Event-driven systems:

Serverless is boon for systems in which, by implementing event-driven or scheduled triggers, processes become highly efficient and hassle-free. For example, motion-triggered recording in security cameras; periodic report generation, emergency system reports; etc. There can be endless possibilities after moving to serverless.

Low human costs:

The discomfort of moving entire data from a legacy setup to a serverless one is made even more alluring by the added benefit of low human costs. There is no need to hire anybody specifically to set up and maintain the servers. That is taken care of by the vendor.

Billing by compute time/ resource used:

The best thing about serverless hands down. This is the one thing which can bring the cost down from gargantuan figures to mere pocket change. Most of the vendors offer payment arrangements based on computing resources consumed. So, you’re billed only when an application is invoked, and stopped as soon as the application is released.

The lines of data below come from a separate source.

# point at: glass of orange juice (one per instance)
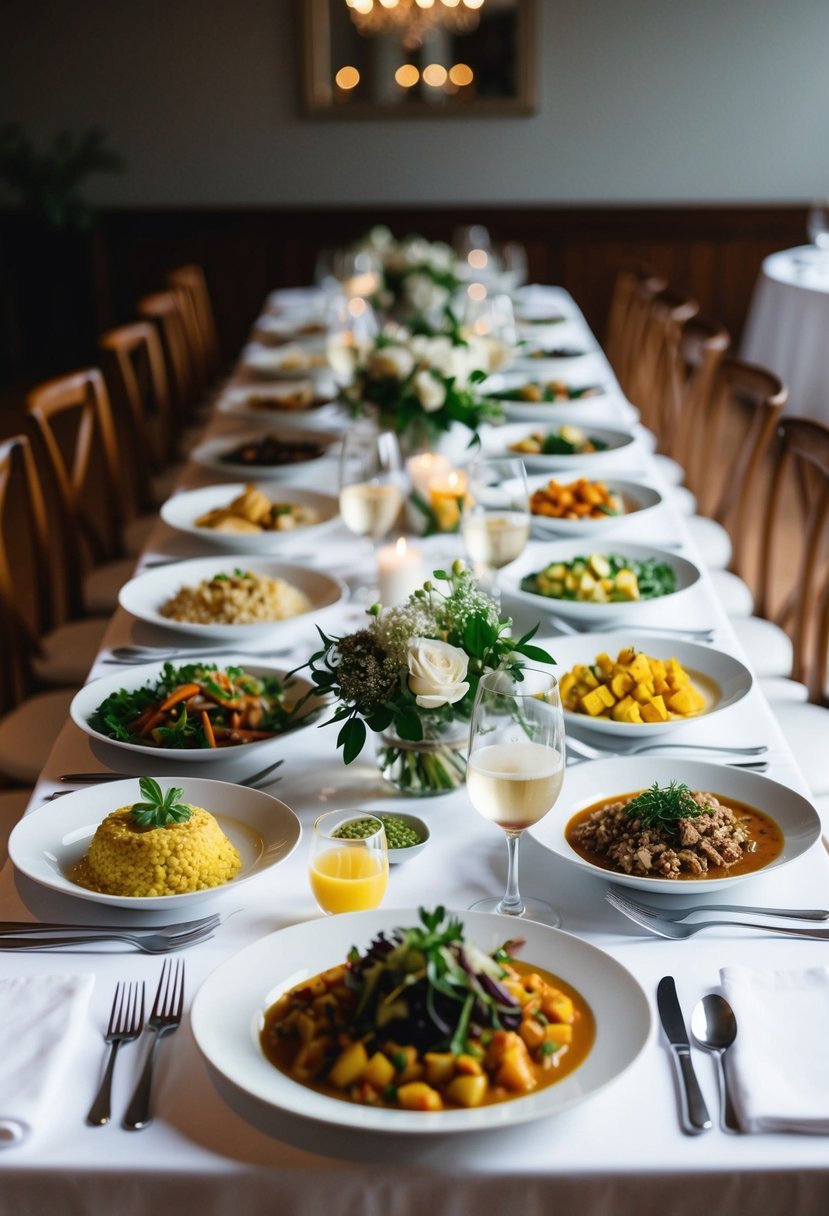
(349, 865)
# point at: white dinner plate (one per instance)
(587, 783)
(214, 454)
(620, 445)
(722, 679)
(146, 594)
(49, 842)
(227, 1013)
(86, 701)
(585, 613)
(639, 500)
(261, 404)
(182, 510)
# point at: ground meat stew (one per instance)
(727, 838)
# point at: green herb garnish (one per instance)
(158, 810)
(658, 808)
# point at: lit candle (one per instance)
(446, 495)
(399, 572)
(423, 468)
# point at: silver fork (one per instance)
(164, 1019)
(125, 1024)
(663, 928)
(678, 912)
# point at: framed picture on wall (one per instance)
(409, 58)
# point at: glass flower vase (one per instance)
(434, 765)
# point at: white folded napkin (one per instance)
(40, 1019)
(778, 1064)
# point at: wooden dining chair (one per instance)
(133, 364)
(191, 281)
(635, 285)
(38, 643)
(73, 421)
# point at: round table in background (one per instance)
(788, 327)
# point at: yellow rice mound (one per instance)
(125, 859)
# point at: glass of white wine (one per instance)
(515, 769)
(371, 479)
(496, 516)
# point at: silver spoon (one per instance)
(714, 1026)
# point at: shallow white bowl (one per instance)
(498, 440)
(227, 1014)
(49, 842)
(592, 615)
(587, 783)
(145, 595)
(88, 699)
(182, 510)
(722, 679)
(638, 497)
(210, 455)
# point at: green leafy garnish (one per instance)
(659, 808)
(158, 809)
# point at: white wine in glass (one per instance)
(371, 480)
(515, 769)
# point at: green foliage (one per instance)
(49, 181)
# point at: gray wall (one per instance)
(639, 101)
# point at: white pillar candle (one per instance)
(399, 572)
(423, 468)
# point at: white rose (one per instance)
(436, 673)
(390, 361)
(430, 392)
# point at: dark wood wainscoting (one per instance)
(712, 252)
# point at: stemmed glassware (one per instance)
(496, 516)
(515, 769)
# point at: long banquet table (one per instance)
(214, 1150)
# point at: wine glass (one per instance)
(496, 516)
(515, 767)
(371, 479)
(349, 862)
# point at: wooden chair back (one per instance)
(191, 281)
(636, 283)
(73, 420)
(801, 461)
(26, 600)
(164, 311)
(703, 344)
(133, 362)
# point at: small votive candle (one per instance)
(446, 495)
(399, 572)
(423, 468)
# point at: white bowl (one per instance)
(498, 440)
(212, 454)
(145, 595)
(227, 1014)
(722, 679)
(50, 840)
(587, 783)
(584, 613)
(88, 699)
(638, 499)
(182, 510)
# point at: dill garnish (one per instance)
(659, 808)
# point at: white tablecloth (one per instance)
(216, 1152)
(788, 327)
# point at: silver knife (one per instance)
(694, 1115)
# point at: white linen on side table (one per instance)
(779, 1063)
(40, 1018)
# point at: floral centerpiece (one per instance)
(419, 276)
(422, 384)
(411, 675)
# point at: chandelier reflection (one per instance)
(411, 20)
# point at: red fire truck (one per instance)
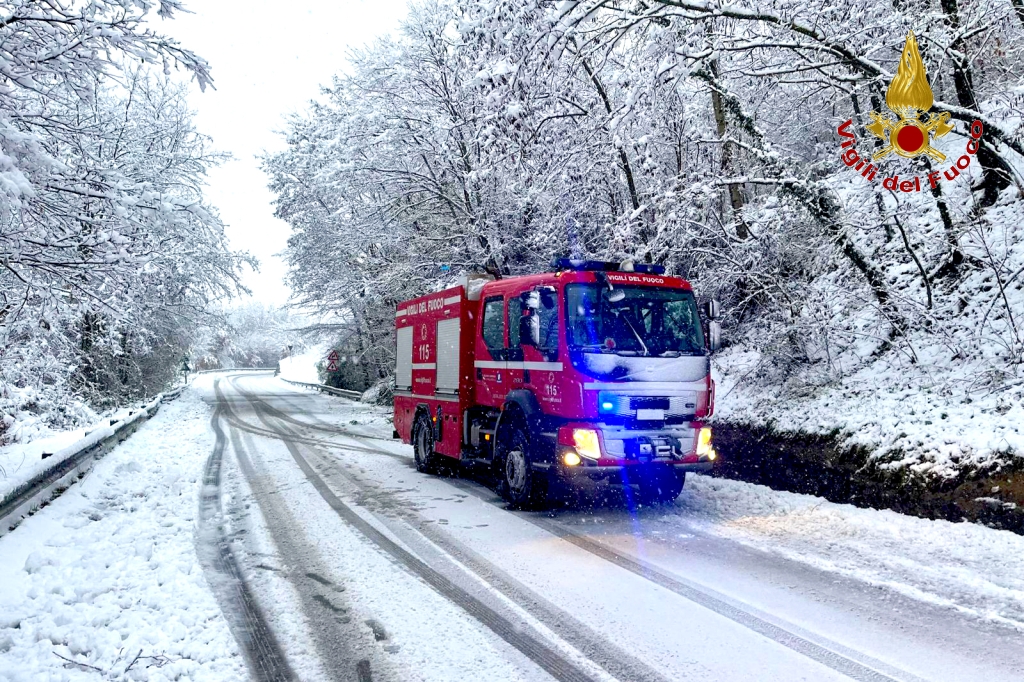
(594, 372)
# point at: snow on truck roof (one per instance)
(472, 287)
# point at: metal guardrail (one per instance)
(353, 395)
(73, 462)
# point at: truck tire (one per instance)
(522, 486)
(423, 444)
(660, 486)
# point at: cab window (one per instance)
(549, 326)
(515, 317)
(494, 327)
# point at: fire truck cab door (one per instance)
(491, 365)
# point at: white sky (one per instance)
(268, 60)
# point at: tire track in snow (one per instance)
(615, 661)
(335, 636)
(260, 647)
(861, 669)
(545, 656)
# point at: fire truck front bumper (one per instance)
(594, 451)
(600, 471)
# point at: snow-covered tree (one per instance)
(697, 135)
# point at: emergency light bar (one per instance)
(601, 265)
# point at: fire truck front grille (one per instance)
(674, 407)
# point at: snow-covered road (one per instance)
(432, 578)
(353, 566)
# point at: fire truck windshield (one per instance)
(633, 321)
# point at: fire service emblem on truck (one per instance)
(911, 132)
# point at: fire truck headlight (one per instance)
(704, 444)
(587, 442)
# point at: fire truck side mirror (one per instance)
(714, 336)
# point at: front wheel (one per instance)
(423, 444)
(660, 486)
(520, 484)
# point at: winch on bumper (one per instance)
(600, 451)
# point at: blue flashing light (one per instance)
(599, 265)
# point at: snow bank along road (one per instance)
(366, 569)
(333, 559)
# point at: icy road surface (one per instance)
(333, 559)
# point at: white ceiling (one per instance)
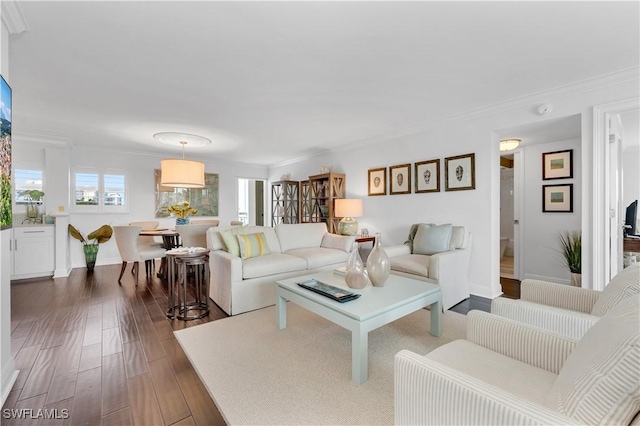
(273, 81)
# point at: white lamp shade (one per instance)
(348, 207)
(180, 173)
(509, 144)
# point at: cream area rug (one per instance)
(259, 375)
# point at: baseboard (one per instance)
(485, 292)
(8, 378)
(543, 278)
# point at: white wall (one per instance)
(478, 209)
(8, 372)
(540, 239)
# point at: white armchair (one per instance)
(131, 251)
(563, 309)
(509, 373)
(442, 260)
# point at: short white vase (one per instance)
(378, 265)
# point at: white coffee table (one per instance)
(377, 306)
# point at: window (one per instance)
(100, 191)
(26, 180)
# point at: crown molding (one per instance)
(529, 100)
(34, 136)
(13, 18)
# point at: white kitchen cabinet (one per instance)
(33, 251)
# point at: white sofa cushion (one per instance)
(623, 285)
(338, 242)
(252, 245)
(517, 377)
(300, 235)
(416, 264)
(600, 381)
(318, 257)
(432, 239)
(457, 238)
(271, 264)
(230, 235)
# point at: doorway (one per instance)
(609, 178)
(251, 201)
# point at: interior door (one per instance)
(615, 194)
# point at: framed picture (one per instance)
(205, 200)
(557, 165)
(427, 176)
(460, 172)
(557, 198)
(378, 181)
(400, 179)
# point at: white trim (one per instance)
(13, 18)
(598, 174)
(9, 376)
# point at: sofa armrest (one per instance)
(224, 267)
(559, 295)
(395, 251)
(450, 266)
(427, 392)
(556, 320)
(519, 341)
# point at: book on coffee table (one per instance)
(336, 293)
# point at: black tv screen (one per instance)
(631, 219)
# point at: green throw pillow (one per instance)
(253, 245)
(432, 239)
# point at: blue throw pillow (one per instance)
(432, 239)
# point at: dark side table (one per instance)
(181, 266)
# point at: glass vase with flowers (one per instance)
(182, 211)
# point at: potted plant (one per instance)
(91, 243)
(571, 249)
(182, 211)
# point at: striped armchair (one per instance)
(563, 309)
(508, 373)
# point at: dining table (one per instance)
(170, 240)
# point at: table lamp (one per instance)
(348, 209)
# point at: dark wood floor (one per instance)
(106, 354)
(103, 353)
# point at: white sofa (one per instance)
(510, 373)
(448, 268)
(239, 285)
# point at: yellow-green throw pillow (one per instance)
(230, 239)
(253, 245)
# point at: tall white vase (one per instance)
(378, 265)
(356, 276)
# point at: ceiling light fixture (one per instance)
(509, 144)
(179, 172)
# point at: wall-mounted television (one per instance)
(6, 217)
(631, 218)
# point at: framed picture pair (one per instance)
(557, 198)
(459, 176)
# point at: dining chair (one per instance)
(193, 235)
(131, 251)
(147, 226)
(210, 222)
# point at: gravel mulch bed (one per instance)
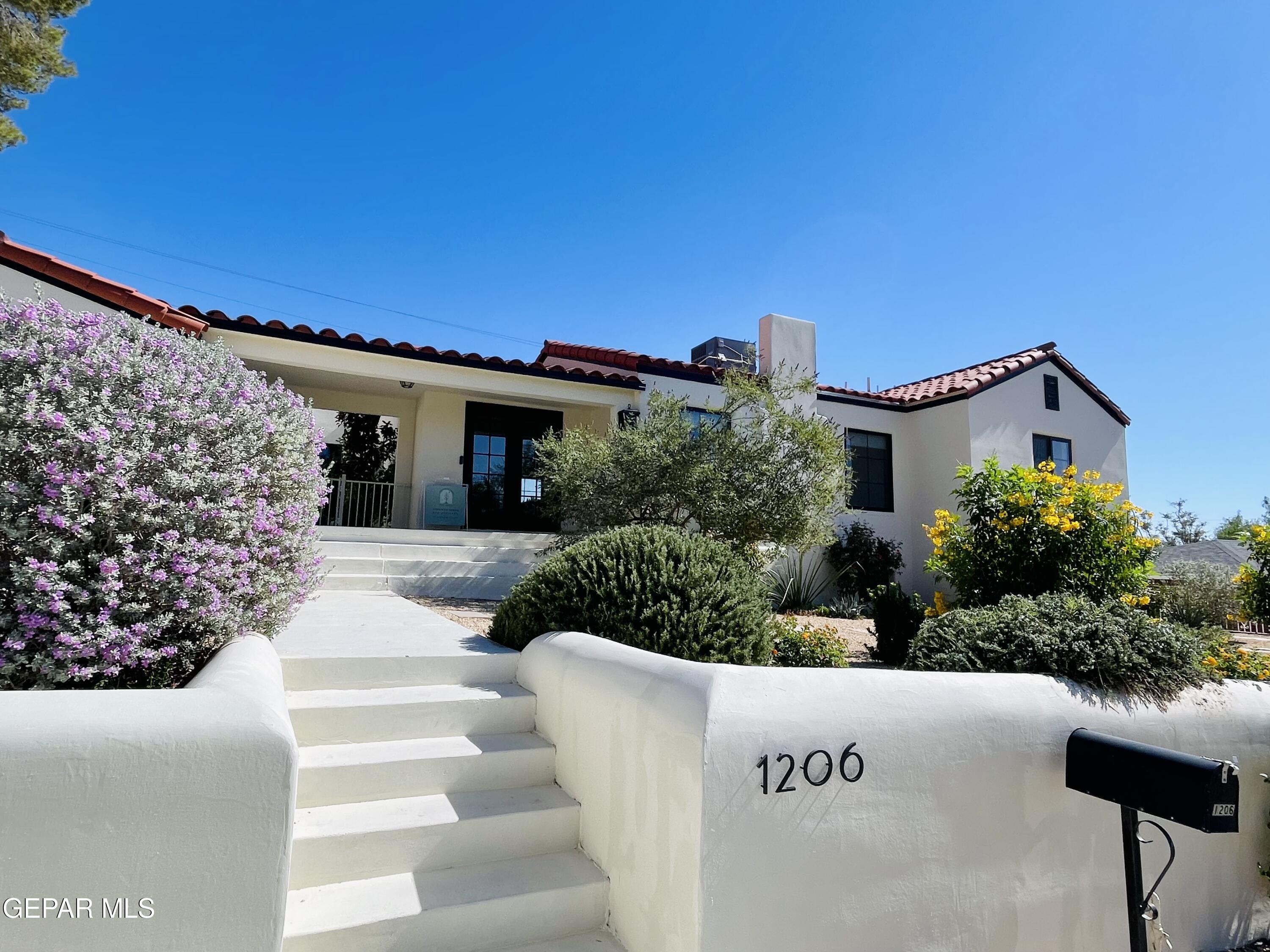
(473, 614)
(858, 633)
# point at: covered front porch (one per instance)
(460, 454)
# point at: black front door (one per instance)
(503, 492)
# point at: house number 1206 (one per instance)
(818, 767)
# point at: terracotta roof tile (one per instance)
(112, 292)
(968, 380)
(331, 337)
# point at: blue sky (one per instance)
(934, 184)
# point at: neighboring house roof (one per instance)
(82, 281)
(1220, 551)
(304, 333)
(958, 385)
(954, 385)
(628, 360)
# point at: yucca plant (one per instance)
(793, 587)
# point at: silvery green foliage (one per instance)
(157, 501)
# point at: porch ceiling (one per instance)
(314, 379)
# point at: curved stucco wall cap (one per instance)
(183, 799)
(900, 812)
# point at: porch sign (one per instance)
(445, 504)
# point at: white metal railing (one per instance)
(1249, 627)
(362, 503)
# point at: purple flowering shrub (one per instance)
(157, 501)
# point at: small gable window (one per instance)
(873, 485)
(1052, 448)
(705, 419)
(1051, 391)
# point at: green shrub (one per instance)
(1029, 531)
(844, 607)
(1253, 583)
(1225, 659)
(863, 560)
(897, 617)
(1112, 645)
(1195, 594)
(803, 647)
(652, 587)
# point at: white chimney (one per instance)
(789, 342)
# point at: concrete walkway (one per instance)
(427, 814)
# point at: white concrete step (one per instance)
(596, 941)
(414, 834)
(365, 640)
(475, 587)
(477, 667)
(467, 909)
(338, 539)
(399, 714)
(374, 582)
(350, 773)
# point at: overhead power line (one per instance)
(253, 305)
(267, 281)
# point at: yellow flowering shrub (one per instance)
(797, 645)
(1029, 531)
(1225, 659)
(1253, 582)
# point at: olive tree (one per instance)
(761, 469)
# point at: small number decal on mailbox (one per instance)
(818, 768)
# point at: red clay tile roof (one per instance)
(303, 332)
(969, 380)
(86, 282)
(627, 360)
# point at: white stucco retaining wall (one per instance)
(183, 798)
(959, 834)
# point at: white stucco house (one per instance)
(465, 421)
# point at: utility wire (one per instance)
(267, 281)
(186, 287)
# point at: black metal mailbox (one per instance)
(1190, 790)
(1194, 791)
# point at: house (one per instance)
(1226, 553)
(467, 421)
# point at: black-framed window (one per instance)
(489, 462)
(1056, 448)
(1051, 391)
(873, 487)
(700, 419)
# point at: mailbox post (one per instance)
(1194, 791)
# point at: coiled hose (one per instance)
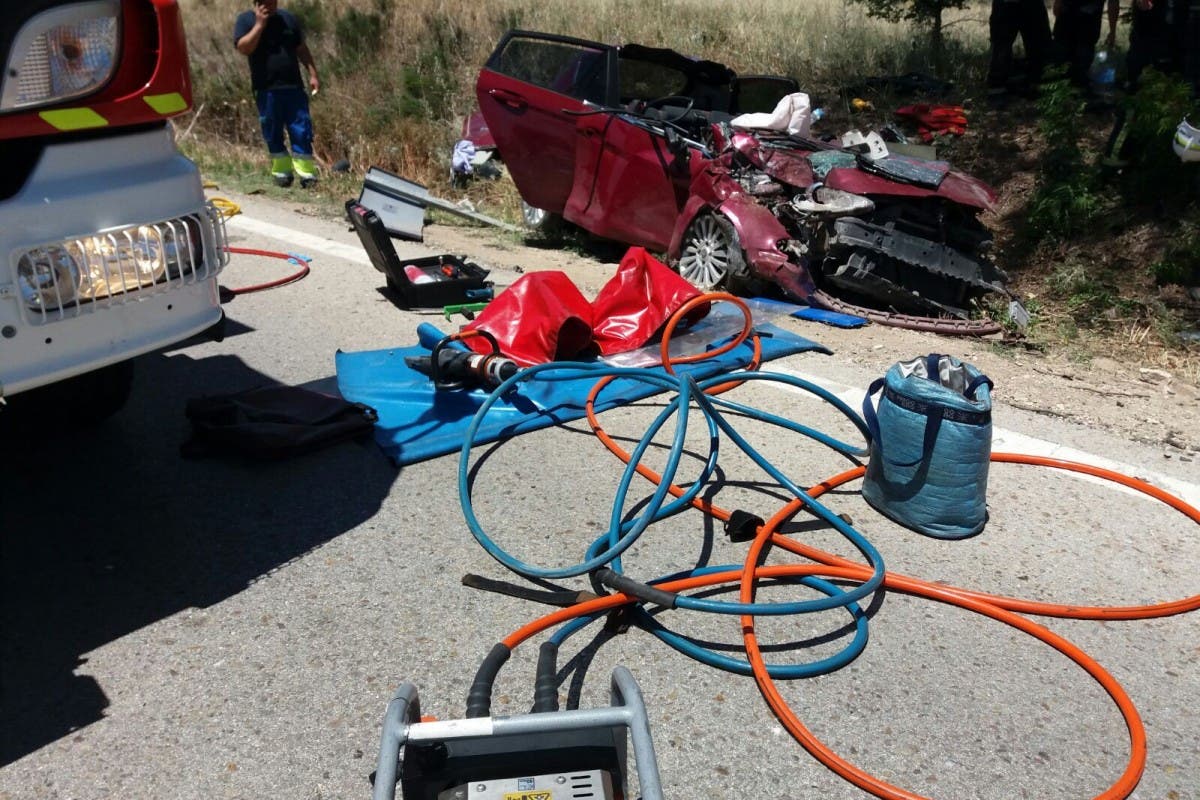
(603, 558)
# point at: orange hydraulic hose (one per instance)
(997, 607)
(667, 364)
(270, 284)
(1104, 613)
(1125, 785)
(747, 331)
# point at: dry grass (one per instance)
(396, 96)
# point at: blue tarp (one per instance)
(419, 422)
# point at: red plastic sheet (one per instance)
(544, 317)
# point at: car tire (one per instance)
(711, 256)
(539, 221)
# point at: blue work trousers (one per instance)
(285, 109)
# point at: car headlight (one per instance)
(63, 53)
(48, 278)
(79, 270)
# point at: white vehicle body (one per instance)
(127, 210)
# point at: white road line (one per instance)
(303, 242)
(1005, 440)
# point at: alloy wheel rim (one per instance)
(705, 260)
(533, 215)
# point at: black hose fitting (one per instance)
(742, 525)
(636, 589)
(545, 689)
(479, 698)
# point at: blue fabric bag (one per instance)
(930, 446)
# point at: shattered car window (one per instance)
(646, 80)
(559, 66)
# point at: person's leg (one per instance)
(1035, 28)
(1065, 32)
(299, 124)
(1087, 34)
(1002, 28)
(271, 124)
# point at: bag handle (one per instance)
(933, 425)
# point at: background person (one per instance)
(273, 41)
(1009, 19)
(1157, 37)
(1077, 29)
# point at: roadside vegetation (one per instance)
(1102, 254)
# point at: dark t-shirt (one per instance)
(274, 62)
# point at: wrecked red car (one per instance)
(635, 144)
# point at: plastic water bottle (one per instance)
(1104, 76)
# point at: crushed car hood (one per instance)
(792, 167)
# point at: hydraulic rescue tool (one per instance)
(543, 756)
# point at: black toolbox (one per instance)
(430, 282)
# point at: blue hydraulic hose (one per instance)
(607, 548)
(738, 666)
(619, 545)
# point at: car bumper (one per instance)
(83, 188)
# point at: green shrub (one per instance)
(1180, 263)
(1155, 174)
(1067, 198)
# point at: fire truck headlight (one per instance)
(63, 53)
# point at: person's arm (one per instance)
(249, 43)
(305, 56)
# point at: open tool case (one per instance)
(430, 282)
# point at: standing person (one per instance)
(1077, 29)
(1009, 19)
(273, 41)
(1157, 37)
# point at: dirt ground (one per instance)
(1143, 395)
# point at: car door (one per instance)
(527, 91)
(636, 184)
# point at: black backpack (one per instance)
(273, 422)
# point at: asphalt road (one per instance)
(220, 629)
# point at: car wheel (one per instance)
(711, 256)
(540, 221)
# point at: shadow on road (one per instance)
(106, 530)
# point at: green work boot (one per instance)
(306, 169)
(281, 170)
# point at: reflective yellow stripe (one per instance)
(73, 119)
(165, 104)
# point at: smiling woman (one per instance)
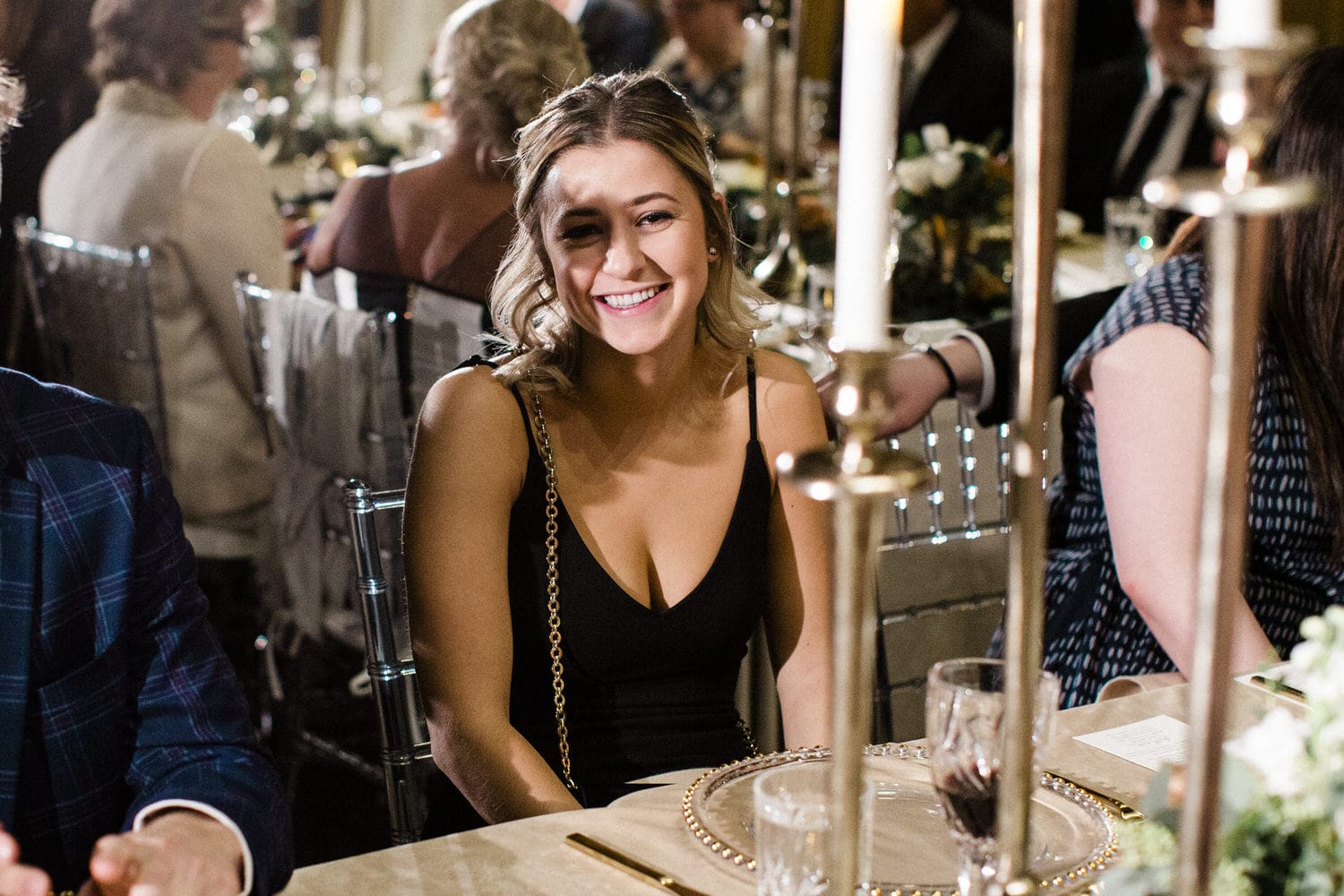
(583, 589)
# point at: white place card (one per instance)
(1150, 743)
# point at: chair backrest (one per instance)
(93, 312)
(327, 387)
(445, 331)
(401, 718)
(965, 501)
(941, 573)
(440, 330)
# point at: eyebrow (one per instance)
(588, 211)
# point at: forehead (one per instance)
(612, 174)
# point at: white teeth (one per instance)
(631, 300)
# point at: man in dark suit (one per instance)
(617, 34)
(117, 710)
(1142, 116)
(956, 70)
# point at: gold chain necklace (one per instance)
(553, 591)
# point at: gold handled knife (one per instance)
(612, 856)
(1124, 810)
(1281, 688)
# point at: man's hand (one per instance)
(15, 879)
(177, 853)
(914, 384)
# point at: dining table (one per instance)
(532, 856)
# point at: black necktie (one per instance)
(1129, 177)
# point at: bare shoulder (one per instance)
(788, 403)
(780, 368)
(472, 392)
(468, 409)
(784, 386)
(1152, 352)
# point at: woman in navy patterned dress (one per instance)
(1124, 514)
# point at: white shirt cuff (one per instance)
(978, 403)
(152, 809)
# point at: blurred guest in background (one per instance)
(1124, 543)
(632, 390)
(718, 59)
(618, 35)
(47, 45)
(956, 70)
(1142, 116)
(148, 168)
(1104, 30)
(118, 713)
(445, 220)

Cons of Serverless Computing:

Vendor lock-in:

Why is switching between multiple vendors such an issue for businesses? The problem is not dependency on functions, which are movable from one platform to another, but the APIs which the vendors use. These are platform-specific, and therein lies the problem. This issue can be partially mitigated, still, one should carefully consider all options. The vendor that is selected should be capable of handling all the requirements of a business. 

Learning curve:

Serverless is a relatively new technology. As such it evolves constantly and it becomes difficult to keep pace with the changes while going on with day-to-day activities. Serverless developers being in short supply come at a steep price unless you know where to look .

Testing and debugging become more challenging:

In case of legacy backend setups, developers can simply build applications which are specifically designed to run on servers made by their colleagues. However, when all the backend is handled by someone else, it becomes more difficult to replicate the platform the environment in which applications are supposed to run to test and debug them. However, some vendors allow testing in sandboxes before actually deploying anything.

Security concerns:

Service-providers use the same servers to handle the processes of multiple clients. Although theoretically it is supposed to be safe, there are many third-party services on which applications depend on. These services receive data may morph it. Still, many aspects of serverless also make it more secure. For example, due to constant load and release, a server can’t stay compromised for long. Denial of service attacks become virtually impossible to carry out on serverless.

Unsuitable for long-running tasks:

When an application has to run constantly and process data at the same time, a legacy server setup might be a better option in that case and a serverless arrangement may end up paying more in the end. Also, when an application runs constantly, it would be better to know the backend set up in and out to have better command on it.


By considering all these points we make these observations:
1) Serverless provides more convenience than anything previously did.
2) It has the added benefit of costing less on two fronts, human resource and running of servers.
3) It is ideal for many existing and potential solutions, but due to its constant changes, the cost is a little steep for changing.
4) May not be suitable for some systems
Regardless of this, serverless is gaining traction rapidly and is set to become a major phenomenon soon.